Stories abound about Rajinikanth’s fan following and the extent to which a fan will go for him. For instance, one fan offered prayers for the successful release of a new Rajinikanth film by suspending himself from metallic hooks attached all over his body and another marked his devotion by piercing his tongue with a long metallic rod.

At the first screening of a Rajinikanth film a festive air descends on theatre halls decorated with cut-outs of the star, towering at heights of 15 metres, over which ablutions of milk are performed. To the beats of live music, fans throng halls with an unmatched frenzy for their onscreen date with thalaiva (leader). Their film-watching experience is soon transformed into a phenomenon.

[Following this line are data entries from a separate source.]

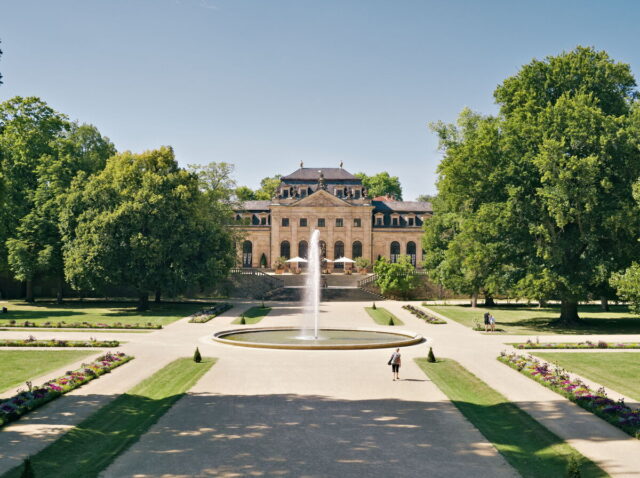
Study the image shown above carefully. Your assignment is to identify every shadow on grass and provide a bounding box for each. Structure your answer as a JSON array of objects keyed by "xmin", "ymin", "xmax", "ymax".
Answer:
[
  {"xmin": 503, "ymin": 317, "xmax": 640, "ymax": 334},
  {"xmin": 3, "ymin": 394, "xmax": 184, "ymax": 478}
]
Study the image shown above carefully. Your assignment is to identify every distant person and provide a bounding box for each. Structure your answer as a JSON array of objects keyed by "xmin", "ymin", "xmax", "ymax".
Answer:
[{"xmin": 389, "ymin": 349, "xmax": 402, "ymax": 381}]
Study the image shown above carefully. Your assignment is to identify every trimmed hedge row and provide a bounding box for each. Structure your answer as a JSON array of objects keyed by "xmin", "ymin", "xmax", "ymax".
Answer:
[
  {"xmin": 0, "ymin": 352, "xmax": 133, "ymax": 428},
  {"xmin": 189, "ymin": 302, "xmax": 233, "ymax": 324},
  {"xmin": 511, "ymin": 340, "xmax": 640, "ymax": 349},
  {"xmin": 0, "ymin": 336, "xmax": 120, "ymax": 347},
  {"xmin": 498, "ymin": 352, "xmax": 640, "ymax": 439},
  {"xmin": 402, "ymin": 305, "xmax": 447, "ymax": 324},
  {"xmin": 0, "ymin": 320, "xmax": 162, "ymax": 329}
]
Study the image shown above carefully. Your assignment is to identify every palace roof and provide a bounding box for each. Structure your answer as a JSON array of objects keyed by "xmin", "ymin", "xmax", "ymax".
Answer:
[
  {"xmin": 371, "ymin": 201, "xmax": 433, "ymax": 212},
  {"xmin": 280, "ymin": 168, "xmax": 360, "ymax": 182}
]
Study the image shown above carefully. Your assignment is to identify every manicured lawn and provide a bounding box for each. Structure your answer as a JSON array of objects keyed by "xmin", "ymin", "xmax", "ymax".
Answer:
[
  {"xmin": 534, "ymin": 352, "xmax": 640, "ymax": 401},
  {"xmin": 426, "ymin": 305, "xmax": 640, "ymax": 335},
  {"xmin": 416, "ymin": 359, "xmax": 609, "ymax": 478},
  {"xmin": 4, "ymin": 358, "xmax": 215, "ymax": 478},
  {"xmin": 231, "ymin": 307, "xmax": 271, "ymax": 325},
  {"xmin": 0, "ymin": 301, "xmax": 209, "ymax": 327},
  {"xmin": 364, "ymin": 307, "xmax": 404, "ymax": 325},
  {"xmin": 0, "ymin": 350, "xmax": 98, "ymax": 392}
]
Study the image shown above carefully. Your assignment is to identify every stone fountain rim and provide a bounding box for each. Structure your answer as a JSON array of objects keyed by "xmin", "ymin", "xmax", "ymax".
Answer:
[{"xmin": 213, "ymin": 327, "xmax": 425, "ymax": 350}]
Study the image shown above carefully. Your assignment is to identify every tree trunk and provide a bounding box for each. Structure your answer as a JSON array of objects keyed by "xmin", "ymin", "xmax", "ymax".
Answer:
[
  {"xmin": 56, "ymin": 276, "xmax": 64, "ymax": 304},
  {"xmin": 25, "ymin": 279, "xmax": 34, "ymax": 302},
  {"xmin": 560, "ymin": 299, "xmax": 580, "ymax": 324},
  {"xmin": 138, "ymin": 292, "xmax": 149, "ymax": 311}
]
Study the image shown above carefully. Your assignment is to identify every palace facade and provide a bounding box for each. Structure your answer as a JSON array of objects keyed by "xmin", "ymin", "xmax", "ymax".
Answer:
[{"xmin": 236, "ymin": 164, "xmax": 432, "ymax": 268}]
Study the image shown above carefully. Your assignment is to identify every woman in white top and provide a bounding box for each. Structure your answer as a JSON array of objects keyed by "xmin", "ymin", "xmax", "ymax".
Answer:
[{"xmin": 389, "ymin": 349, "xmax": 402, "ymax": 380}]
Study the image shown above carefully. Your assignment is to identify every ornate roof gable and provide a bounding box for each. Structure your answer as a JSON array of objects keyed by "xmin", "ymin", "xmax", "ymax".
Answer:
[{"xmin": 291, "ymin": 189, "xmax": 352, "ymax": 207}]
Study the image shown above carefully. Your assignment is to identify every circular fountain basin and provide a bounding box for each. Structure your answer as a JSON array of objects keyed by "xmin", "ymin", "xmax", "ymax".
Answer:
[{"xmin": 213, "ymin": 327, "xmax": 423, "ymax": 350}]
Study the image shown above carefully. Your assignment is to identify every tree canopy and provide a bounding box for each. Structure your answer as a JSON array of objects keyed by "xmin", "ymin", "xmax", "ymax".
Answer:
[
  {"xmin": 424, "ymin": 47, "xmax": 640, "ymax": 321},
  {"xmin": 62, "ymin": 147, "xmax": 235, "ymax": 309},
  {"xmin": 7, "ymin": 123, "xmax": 116, "ymax": 301},
  {"xmin": 373, "ymin": 255, "xmax": 419, "ymax": 299},
  {"xmin": 355, "ymin": 171, "xmax": 402, "ymax": 201}
]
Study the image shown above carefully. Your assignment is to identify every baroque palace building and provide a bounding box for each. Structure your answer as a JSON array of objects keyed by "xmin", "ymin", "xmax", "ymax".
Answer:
[{"xmin": 236, "ymin": 163, "xmax": 432, "ymax": 268}]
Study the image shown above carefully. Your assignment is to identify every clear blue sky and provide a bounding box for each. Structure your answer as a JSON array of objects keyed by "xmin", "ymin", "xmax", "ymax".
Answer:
[{"xmin": 0, "ymin": 0, "xmax": 640, "ymax": 199}]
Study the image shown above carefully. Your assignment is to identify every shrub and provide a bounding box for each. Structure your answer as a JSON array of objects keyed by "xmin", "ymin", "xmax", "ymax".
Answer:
[{"xmin": 566, "ymin": 455, "xmax": 582, "ymax": 478}]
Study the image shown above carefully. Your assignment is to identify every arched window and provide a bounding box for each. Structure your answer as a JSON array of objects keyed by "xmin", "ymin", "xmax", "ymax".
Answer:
[
  {"xmin": 333, "ymin": 241, "xmax": 344, "ymax": 269},
  {"xmin": 298, "ymin": 241, "xmax": 309, "ymax": 259},
  {"xmin": 280, "ymin": 241, "xmax": 291, "ymax": 259},
  {"xmin": 242, "ymin": 241, "xmax": 253, "ymax": 267},
  {"xmin": 407, "ymin": 241, "xmax": 416, "ymax": 267},
  {"xmin": 351, "ymin": 241, "xmax": 362, "ymax": 260},
  {"xmin": 390, "ymin": 241, "xmax": 400, "ymax": 262},
  {"xmin": 318, "ymin": 241, "xmax": 327, "ymax": 259}
]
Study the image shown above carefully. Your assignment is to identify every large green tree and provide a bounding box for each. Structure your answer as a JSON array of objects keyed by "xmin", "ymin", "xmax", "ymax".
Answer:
[
  {"xmin": 7, "ymin": 124, "xmax": 116, "ymax": 301},
  {"xmin": 62, "ymin": 147, "xmax": 235, "ymax": 309},
  {"xmin": 355, "ymin": 171, "xmax": 402, "ymax": 201},
  {"xmin": 428, "ymin": 47, "xmax": 640, "ymax": 322},
  {"xmin": 373, "ymin": 255, "xmax": 419, "ymax": 299},
  {"xmin": 0, "ymin": 97, "xmax": 70, "ymax": 286}
]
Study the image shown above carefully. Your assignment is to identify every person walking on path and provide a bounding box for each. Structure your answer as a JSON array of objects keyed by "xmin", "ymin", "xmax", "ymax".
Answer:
[{"xmin": 389, "ymin": 348, "xmax": 401, "ymax": 381}]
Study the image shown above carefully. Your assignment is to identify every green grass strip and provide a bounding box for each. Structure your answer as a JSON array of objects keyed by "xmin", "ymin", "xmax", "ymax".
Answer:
[
  {"xmin": 0, "ymin": 350, "xmax": 97, "ymax": 392},
  {"xmin": 231, "ymin": 307, "xmax": 271, "ymax": 325},
  {"xmin": 3, "ymin": 358, "xmax": 215, "ymax": 478},
  {"xmin": 416, "ymin": 358, "xmax": 609, "ymax": 478},
  {"xmin": 364, "ymin": 307, "xmax": 404, "ymax": 325}
]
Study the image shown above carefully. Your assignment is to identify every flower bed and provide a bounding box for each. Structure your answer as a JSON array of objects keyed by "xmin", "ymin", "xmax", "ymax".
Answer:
[
  {"xmin": 402, "ymin": 305, "xmax": 447, "ymax": 324},
  {"xmin": 189, "ymin": 302, "xmax": 233, "ymax": 324},
  {"xmin": 0, "ymin": 335, "xmax": 120, "ymax": 347},
  {"xmin": 511, "ymin": 340, "xmax": 640, "ymax": 349},
  {"xmin": 498, "ymin": 352, "xmax": 640, "ymax": 439},
  {"xmin": 0, "ymin": 320, "xmax": 162, "ymax": 329},
  {"xmin": 0, "ymin": 352, "xmax": 133, "ymax": 427}
]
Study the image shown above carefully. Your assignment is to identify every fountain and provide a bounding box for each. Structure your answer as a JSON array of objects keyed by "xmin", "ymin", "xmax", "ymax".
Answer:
[
  {"xmin": 300, "ymin": 229, "xmax": 322, "ymax": 340},
  {"xmin": 213, "ymin": 229, "xmax": 423, "ymax": 350}
]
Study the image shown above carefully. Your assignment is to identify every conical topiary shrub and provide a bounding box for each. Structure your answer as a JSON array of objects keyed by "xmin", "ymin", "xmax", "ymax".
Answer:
[
  {"xmin": 20, "ymin": 456, "xmax": 36, "ymax": 478},
  {"xmin": 567, "ymin": 455, "xmax": 582, "ymax": 478}
]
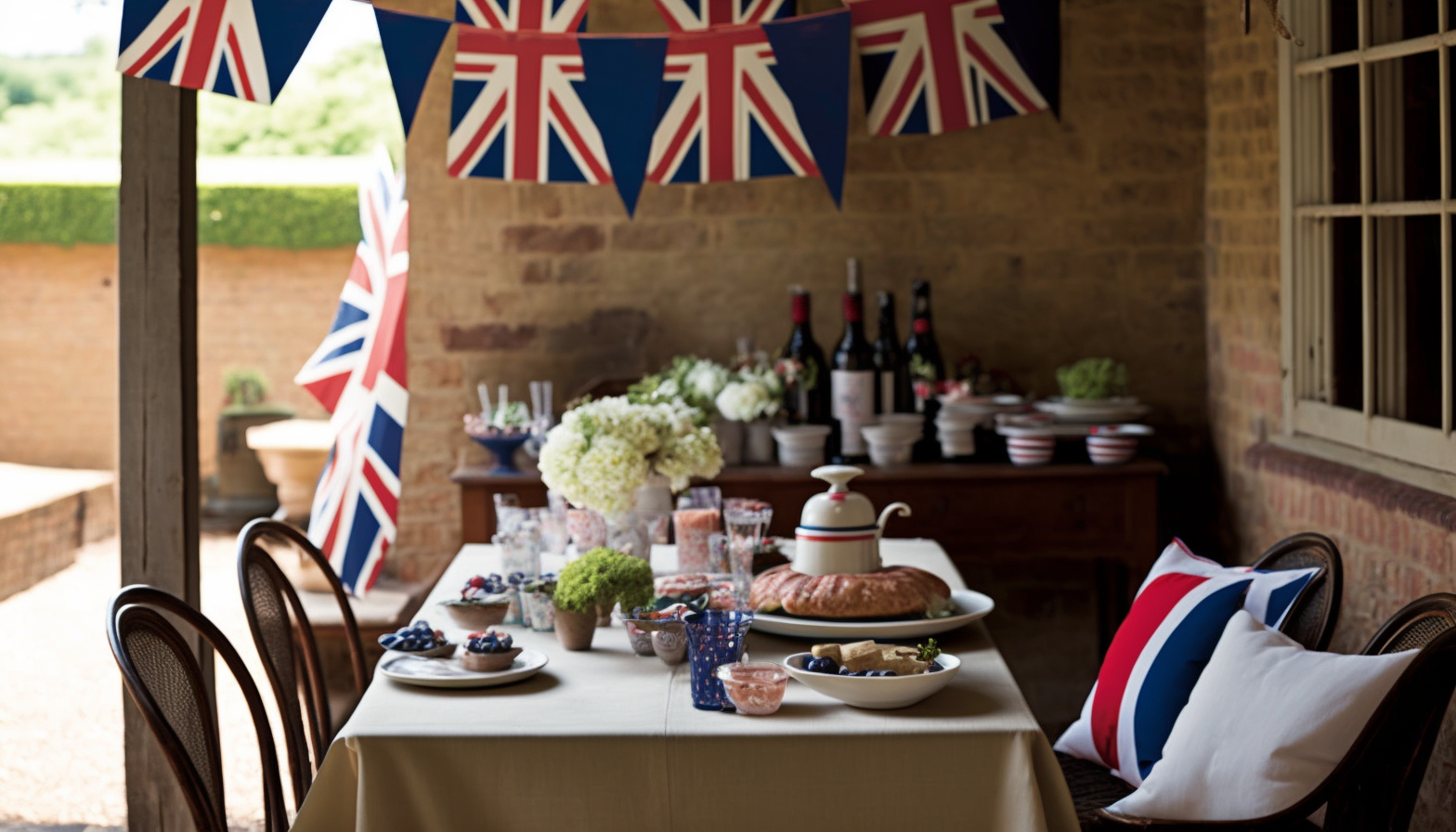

Rinku Kalsy’s For the Love Of A Man, screening at Dubai International Film Festival (DIFF), is about this phenomenon and the power of Rajinikanth’s personality.

“The intention of this documentary was to capture two important issues: First, the unique importance of popular culture in South India,” said Kalsy over email.

“Secondly, we wanted to understand the fan culture through socioeconomic perspective.”

For the Love Of A Man took five years to make. Kalsy began shooting the film with the release of Rajinikanth’s Enthiran (Robot in Hindi) in October 2010.

The catalyst for this idea came from her producer, Joyojeet Pal, a professor working at the University of Michigan.

Pal was in Coimbatore in Tamil Nadu for a project with Microsoft Research to increase children’s access to computers. There he discovered that Rajinikanth’s role as a software engineer in Sivaji (Shankar’s 2007 Tamil film) had an unintended benefit. Many rural children in Tamil Nadu became keen on a career in computer science.

“It made us think about the strength of Rajinikanth’s influence throughout the state and the various ways in which he appealed to people across ages,” added Kalsy who watched her first Rajinikanth film, Geraftaar, in Hindi as a little girl.

Tamil film Padayappa (K.S. Ravikumar’s 1999 film) marked the beginning of her discovery of the legend.

While shooting her documentary in Chennai, Kalsy grappled with Tamil, a language she was unfamiliar with, while interacting with fans.

“As a filmmaker, one is also an ethnographer and someone who guides the narrative. So, in between an interview, it is much harder to work with an interpreter, especially when one needs to get at the meat of nuanced questions that come up mid-interview,” said Kalsy.

“While not being a local has its disadvantages, it also has the benefit of being able to look at the concept with a more neutral and critical lens.”

Once filming was done, she encountered the next hurdle. Funding for completing the film was raised through crowd sourcing.

“Frankly, it was the passion of the fans, a sort of fuel that kept us going.”

Holding dearly every fan in the story, Kalsy says she is most attached to Suganthi, wife of Mani.

“Suganthi is a strong female character whose story underlines the larger context of fandom and its impacts on families and people around the fans themselves.”

She also met impersonator Kamal Anand, who began his career mimicking Kamal Haasan, but later switched to playing Rajinikanth, Kalsy said: “His story is fundamentally cinematic and represents an entire class of professionals who make a living not by acting in mainstream media, but by relaying performances for smaller audiences. Kamal Anand is a great artist, but also someone who signifies the difficulty of breaking into the industry for people who do not have the right backing.”

She was surprised to find that a good number of Rajinikanth’s fans lived in slums.

“To the fans, money was something they discussed as coming and going, but the brotherhood of fandom was something they felt they gained out of these experiences.”

So did she meet the superstar?

“It remains a dream. I did meet his daughter Aishwarya Dhanush at [the] Mumbai film festival. We talked about the five-year journey and my own experience first-hand on how incredibly her father is loved.”

Kalsy manages her own production house, Anecdote Films, in Amsterdam, and has directed, edited and produced many television documentaries for Dutch TV.

Don’t miss it

For the Love of A Man will be screened at DIFF on December 14 at 6.30pm at Mall of Emirates and again on December 16 at 5.45pm at Mall of Emirates.